Dean’s Faculty Leadership Fellows Begin Work
Bunch and Farny are first recipients of new fellowship
By Patrick L. Kennedy
Two mechanical engineering faculty members are undertaking curriculum projects with the support of the new Dean’s Faculty Leadership Fellows program. Associate Professor Scott Bunch (ME, MSE) is leading a review of the course sequence for graduate student teachers, while Master Lecturer Caleb Farny (ME) is working to tie the engineering curriculum to public infrastructure challenges in the Boston area.
“The goals of the Dean’s Faculty Leadership Fellows program are to initiate and advance projects aligned with our educational and research mission, and to provide additional ways for faculty to develop their leadership skills for future opportunities at the department or college level and beyond,” says ENG Dean ad interim Elise Morgan. “I am excited about working with Caleb and Scott on these projects.”
A clear line from coursework to the Green Line
Farny is working with fellow engineering faculty and with BU’s Initiative on Cities to identify local engineering systems and problems with clear connections to ENG courses, and to incorporate these cases into the curriculum in ways that enhance students’ technical education while advancing the college’s commitment to societally driven engineering.

The first system Farny will focus on is one that students rely on every day: transportation. “We can study it across multiple courses, from many different aspects—mechanical and electrical elements and so on—so that by the time students graduate, they understand the system really well,” says Farny.
Eventually, Farny would like to connect students with community partners to tackle real-life challenges as their Senior Design projects. “It could be a way to give back to the city that we live in,” Farny says. “The more we can make ourselves relevant to the surrounding community, the more helpful it’s going to be for BU as a university.”
Farny, who is also associate chair for undergraduate programs, has long imagined such a program, and provisions for it exist already in the college’s latest strategic plan. Now, launching it as a Dean’s Faculty Leadership Fellow, Farny is receiving more feedback and ideas from fellow faculty than he would otherwise, he says. “Just having the dean’s office amplify this as something that is important to support helps make the connections.”
A meaningful TA experience
For Bunch’s fellowship project, he is revamping—in collaboration with students, faculty, and other stakeholders—the 801/802 course sequence, which is taken by all ENG graduate student teachers (GSTs).

Over seven years of teaching the sequence himself, Bunch has made various tweaks in response to anecdotal and formal feedback from students, but now he is leading a thorough review, conducting interviews and incorporating the perspectives of other instructors and past GSTs as well as the expertise of the BU Center for Teaching & Learning.

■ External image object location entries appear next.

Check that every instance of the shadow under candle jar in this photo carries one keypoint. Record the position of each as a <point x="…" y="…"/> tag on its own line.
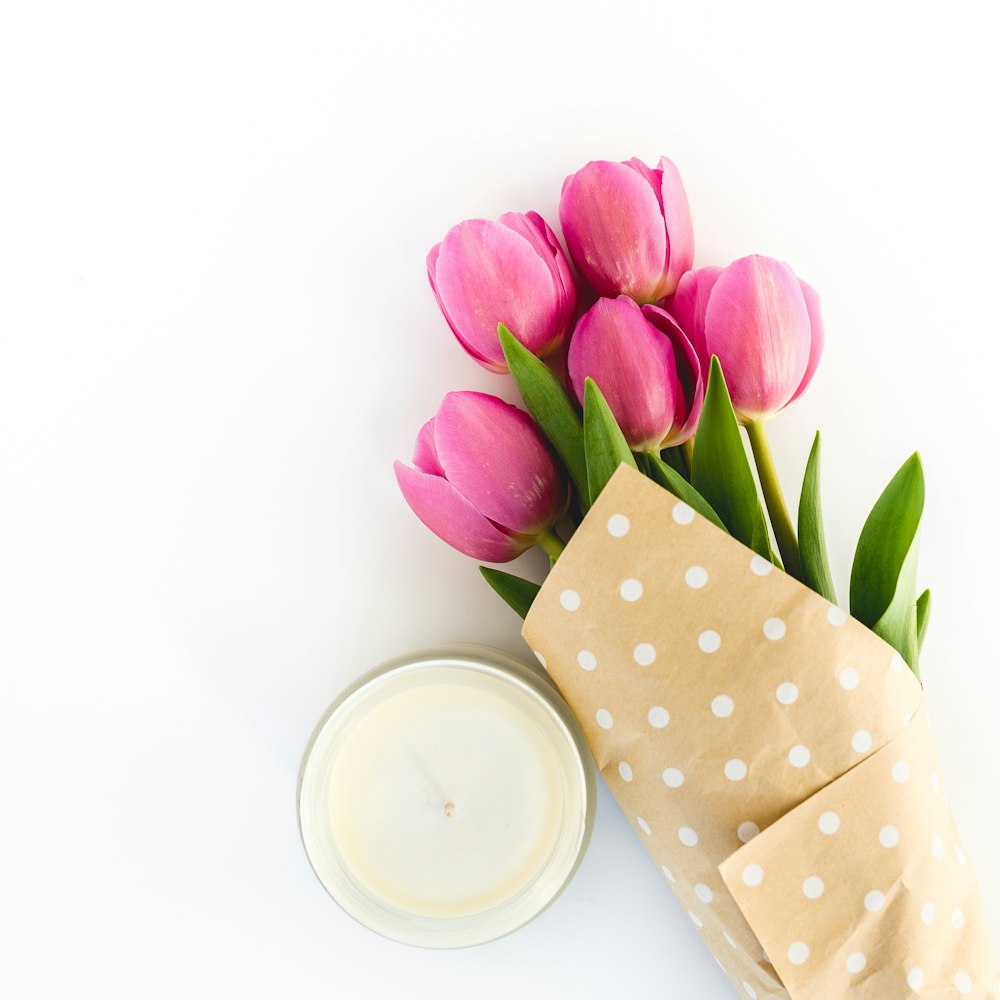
<point x="447" y="797"/>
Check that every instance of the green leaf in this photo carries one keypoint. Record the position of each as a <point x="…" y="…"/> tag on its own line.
<point x="604" y="444"/>
<point x="670" y="479"/>
<point x="551" y="407"/>
<point x="721" y="472"/>
<point x="883" y="578"/>
<point x="518" y="593"/>
<point x="923" y="617"/>
<point x="674" y="457"/>
<point x="812" y="539"/>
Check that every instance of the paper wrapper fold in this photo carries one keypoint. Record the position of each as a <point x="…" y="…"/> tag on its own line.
<point x="772" y="753"/>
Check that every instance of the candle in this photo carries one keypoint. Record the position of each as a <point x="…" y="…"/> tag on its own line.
<point x="447" y="797"/>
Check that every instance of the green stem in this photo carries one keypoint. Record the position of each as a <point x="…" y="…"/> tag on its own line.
<point x="784" y="533"/>
<point x="688" y="449"/>
<point x="552" y="544"/>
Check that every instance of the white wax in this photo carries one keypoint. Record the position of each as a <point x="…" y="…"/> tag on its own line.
<point x="448" y="797"/>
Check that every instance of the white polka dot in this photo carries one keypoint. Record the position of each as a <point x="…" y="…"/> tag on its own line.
<point x="787" y="693"/>
<point x="673" y="778"/>
<point x="722" y="706"/>
<point x="736" y="769"/>
<point x="849" y="678"/>
<point x="774" y="628"/>
<point x="836" y="616"/>
<point x="644" y="654"/>
<point x="874" y="901"/>
<point x="570" y="600"/>
<point x="798" y="953"/>
<point x="861" y="741"/>
<point x="618" y="525"/>
<point x="813" y="887"/>
<point x="658" y="717"/>
<point x="683" y="514"/>
<point x="709" y="641"/>
<point x="829" y="823"/>
<point x="888" y="836"/>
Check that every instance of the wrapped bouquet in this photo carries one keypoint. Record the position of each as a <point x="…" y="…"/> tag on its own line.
<point x="771" y="750"/>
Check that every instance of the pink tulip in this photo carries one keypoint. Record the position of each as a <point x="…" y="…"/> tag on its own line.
<point x="762" y="322"/>
<point x="483" y="481"/>
<point x="512" y="271"/>
<point x="628" y="227"/>
<point x="644" y="366"/>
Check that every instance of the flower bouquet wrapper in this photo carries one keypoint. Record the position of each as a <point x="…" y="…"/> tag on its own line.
<point x="773" y="755"/>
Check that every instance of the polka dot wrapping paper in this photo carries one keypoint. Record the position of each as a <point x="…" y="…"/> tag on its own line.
<point x="772" y="754"/>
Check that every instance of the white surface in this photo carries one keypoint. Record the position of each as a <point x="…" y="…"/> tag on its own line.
<point x="217" y="335"/>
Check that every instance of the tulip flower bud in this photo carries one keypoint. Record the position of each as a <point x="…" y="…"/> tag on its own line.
<point x="628" y="227"/>
<point x="645" y="367"/>
<point x="764" y="325"/>
<point x="512" y="271"/>
<point x="484" y="480"/>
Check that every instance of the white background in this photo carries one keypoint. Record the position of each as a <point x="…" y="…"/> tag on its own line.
<point x="218" y="334"/>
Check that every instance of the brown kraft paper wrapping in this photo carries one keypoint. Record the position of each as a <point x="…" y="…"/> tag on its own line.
<point x="772" y="754"/>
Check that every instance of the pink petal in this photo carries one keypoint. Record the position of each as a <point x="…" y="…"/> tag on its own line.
<point x="680" y="231"/>
<point x="654" y="178"/>
<point x="425" y="453"/>
<point x="614" y="230"/>
<point x="818" y="336"/>
<point x="758" y="325"/>
<point x="535" y="229"/>
<point x="493" y="454"/>
<point x="452" y="518"/>
<point x="487" y="273"/>
<point x="691" y="386"/>
<point x="688" y="307"/>
<point x="634" y="366"/>
<point x="432" y="259"/>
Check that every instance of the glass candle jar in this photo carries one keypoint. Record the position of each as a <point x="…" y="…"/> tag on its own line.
<point x="447" y="797"/>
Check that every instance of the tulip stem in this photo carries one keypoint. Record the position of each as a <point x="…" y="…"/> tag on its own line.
<point x="784" y="533"/>
<point x="552" y="544"/>
<point x="687" y="448"/>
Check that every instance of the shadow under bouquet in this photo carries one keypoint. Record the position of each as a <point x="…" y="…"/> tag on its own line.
<point x="771" y="750"/>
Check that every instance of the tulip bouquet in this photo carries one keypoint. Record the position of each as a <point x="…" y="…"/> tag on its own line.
<point x="686" y="592"/>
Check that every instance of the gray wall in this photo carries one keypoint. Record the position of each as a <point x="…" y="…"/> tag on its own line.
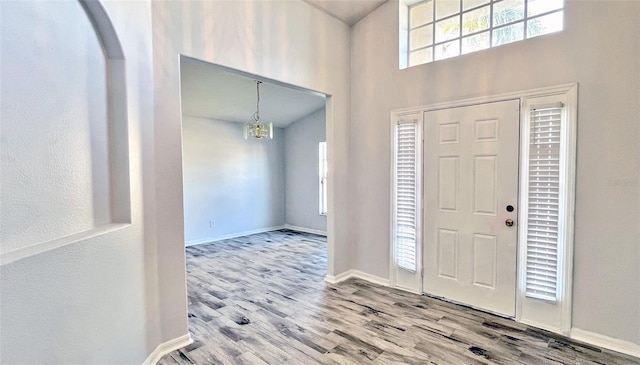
<point x="237" y="183"/>
<point x="599" y="49"/>
<point x="302" y="183"/>
<point x="230" y="33"/>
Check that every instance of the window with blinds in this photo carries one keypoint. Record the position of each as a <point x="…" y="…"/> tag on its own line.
<point x="543" y="198"/>
<point x="405" y="196"/>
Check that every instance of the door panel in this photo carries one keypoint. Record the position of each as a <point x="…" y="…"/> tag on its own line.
<point x="470" y="176"/>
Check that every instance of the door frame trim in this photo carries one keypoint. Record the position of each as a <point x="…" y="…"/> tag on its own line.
<point x="570" y="90"/>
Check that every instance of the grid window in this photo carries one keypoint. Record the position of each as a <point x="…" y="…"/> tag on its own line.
<point x="440" y="29"/>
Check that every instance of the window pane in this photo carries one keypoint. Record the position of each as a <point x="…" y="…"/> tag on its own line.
<point x="445" y="8"/>
<point x="446" y="50"/>
<point x="507" y="11"/>
<point x="475" y="43"/>
<point x="421" y="37"/>
<point x="468" y="4"/>
<point x="504" y="35"/>
<point x="447" y="29"/>
<point x="535" y="7"/>
<point x="475" y="21"/>
<point x="545" y="24"/>
<point x="421" y="56"/>
<point x="421" y="14"/>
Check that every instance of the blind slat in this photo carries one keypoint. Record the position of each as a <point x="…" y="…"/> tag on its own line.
<point x="405" y="196"/>
<point x="543" y="197"/>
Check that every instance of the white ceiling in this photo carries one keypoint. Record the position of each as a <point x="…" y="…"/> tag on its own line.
<point x="349" y="11"/>
<point x="214" y="92"/>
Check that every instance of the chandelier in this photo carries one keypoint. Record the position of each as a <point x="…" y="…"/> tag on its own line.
<point x="256" y="128"/>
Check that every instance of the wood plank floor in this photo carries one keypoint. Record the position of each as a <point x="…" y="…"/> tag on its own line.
<point x="262" y="299"/>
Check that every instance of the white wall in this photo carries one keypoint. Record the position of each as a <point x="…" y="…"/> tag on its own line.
<point x="302" y="180"/>
<point x="90" y="300"/>
<point x="237" y="183"/>
<point x="54" y="149"/>
<point x="289" y="41"/>
<point x="599" y="49"/>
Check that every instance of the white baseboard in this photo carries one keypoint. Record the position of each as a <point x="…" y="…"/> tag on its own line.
<point x="306" y="230"/>
<point x="167" y="347"/>
<point x="233" y="235"/>
<point x="610" y="343"/>
<point x="357" y="274"/>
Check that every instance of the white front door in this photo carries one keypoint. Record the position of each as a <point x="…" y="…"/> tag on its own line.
<point x="470" y="193"/>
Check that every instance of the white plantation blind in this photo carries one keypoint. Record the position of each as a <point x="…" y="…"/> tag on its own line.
<point x="405" y="196"/>
<point x="543" y="202"/>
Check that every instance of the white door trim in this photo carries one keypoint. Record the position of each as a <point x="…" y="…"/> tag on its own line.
<point x="570" y="91"/>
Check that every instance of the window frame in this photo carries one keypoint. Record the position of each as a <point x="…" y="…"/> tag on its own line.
<point x="406" y="28"/>
<point x="555" y="315"/>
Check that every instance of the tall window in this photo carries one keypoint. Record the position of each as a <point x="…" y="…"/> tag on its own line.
<point x="439" y="29"/>
<point x="322" y="163"/>
<point x="547" y="200"/>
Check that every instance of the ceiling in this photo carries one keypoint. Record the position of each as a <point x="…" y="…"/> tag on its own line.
<point x="349" y="11"/>
<point x="214" y="92"/>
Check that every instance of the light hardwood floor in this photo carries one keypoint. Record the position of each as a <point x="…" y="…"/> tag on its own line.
<point x="262" y="299"/>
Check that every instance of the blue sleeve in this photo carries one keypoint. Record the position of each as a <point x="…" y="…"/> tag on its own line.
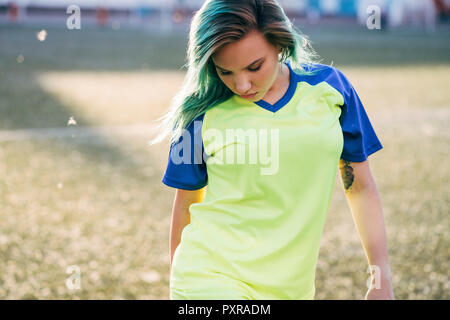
<point x="360" y="139"/>
<point x="186" y="168"/>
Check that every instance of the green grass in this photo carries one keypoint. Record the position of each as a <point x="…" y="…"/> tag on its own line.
<point x="99" y="203"/>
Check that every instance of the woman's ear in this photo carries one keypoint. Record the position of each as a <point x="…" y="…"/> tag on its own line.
<point x="279" y="49"/>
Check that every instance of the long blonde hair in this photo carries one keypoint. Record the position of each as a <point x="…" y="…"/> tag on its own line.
<point x="215" y="24"/>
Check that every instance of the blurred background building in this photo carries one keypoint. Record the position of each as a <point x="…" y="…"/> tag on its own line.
<point x="170" y="14"/>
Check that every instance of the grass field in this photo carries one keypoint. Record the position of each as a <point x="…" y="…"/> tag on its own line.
<point x="98" y="203"/>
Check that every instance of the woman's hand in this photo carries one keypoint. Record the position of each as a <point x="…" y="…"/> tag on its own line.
<point x="382" y="292"/>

“Having the structure of this dean’s fellowship provides me with the opportunity to talk to all these people that otherwise I probably wouldn’t have reached out to,” says Bunch.
Engineering GSTs supervise lab sessions, hold office hours, lead discussion sections, and grade papers and tests. “You learn a lot by teaching,” says Bunch. “If you have to teach the material, you really have to understand it.”
Indeed, Bunch’s overarching goal for the overhaul is for the students to understand the enduring value of serving as a GST.
“Teaching is an important part of their professional development, even if they don’t go into teaching,” says Bunch. “As engineers at companies, they’ll still need to know how to communicate effectively, how to evaluate and supervise as they become more senior. Being a GST isn’t just a box to check; it should be a more meaningful experience for them.”